Since that time, based on new numbers in fact supplied by the federal government, the cost of the project has been estimated at $255 million. Meanwhile, the provincial and federal governments agreed in a separate deal to cover two thirds of the project (44% for the federal government and 23% for the province), leaving the municipalities to shoulder the other 33% of the deal.
So, instead of contributing $122.5 million for a project they require municipalities to complete, the federal government has offered $111 million, the province $59 million and the municipalities must cover the remaining $85 million.
This is certainly more than originally expected and is unfair to the municipalities. At the very least, the provincial and municipal shares should be the same. Given that estimates for the cost of this project are still preliminary, it is also fair to assume the actual cost may in fact exceed $255, and any additional costs would fall to the municipalities.
$ Share | Municipality | Capital Cost | Annual Debt Service | Annual Operating Cost | Total Annual Cost |
83.5% | City of St. John's | 70,868,519 | 5,315,139 | 5,010,000 | 10,325,139 |
12.0% | City of Mount Pearl | 10,151,964 | 761,397 | 720,000 | 1,481,397 |
4.0% | Town of Paradise | 3,862,160 | 289,662 | 240,000 | 529,662 |
| | $84,882,643 | $6,366,198 | $6,000,000 | $12,336,198 |
Taking into consideration the debt service costs and estimated operating costs of secondary treatment, we anticipate an increase of over 25% in our water/ wastewater expenses budget which will result in a water tax increase for residents.
BACKGROUND: Understanding the Issue
In 2014, the federal government introduced new wastewater regulations under the Federal Fisheries Act.
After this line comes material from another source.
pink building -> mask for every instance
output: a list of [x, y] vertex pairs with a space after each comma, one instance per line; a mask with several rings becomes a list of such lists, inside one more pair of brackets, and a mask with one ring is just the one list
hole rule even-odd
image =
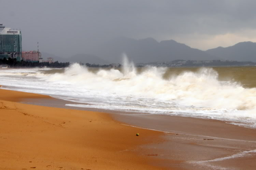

The regulations are designed to reduce harmful solids and chemicals in effluent from wastewater treatment facilities. At that time, the Riverhead Wastewater Treatment Facility was deemed to be high risk.
This risk rating has to do with a measure of Total Suspended Solids (TSS) and Chemical Biological Oxygen Demand (CBOD) in effluent at the final discharge point. In basic terms, the Department of Environment and Climate Change placed Riverhead in a high‐risk category based on the review of testing results from Riverhead prior to June 30, 2014. Testing, at that time, indicated that the final discharge point was allocated 70 or more points: the higher the score the sooner the municipality must develop secondary treatment for its wastewater.
So, in 2014, the City was issued a transitional authorization giving us permission to continue with only our primary treatment – the City’s primary treatment from Riverhead – until December 31, 2020.
In less than two years, that transitional authority will expire and the federal government legislates that we must be offering secondary treatment by then or face significant fines and penalties.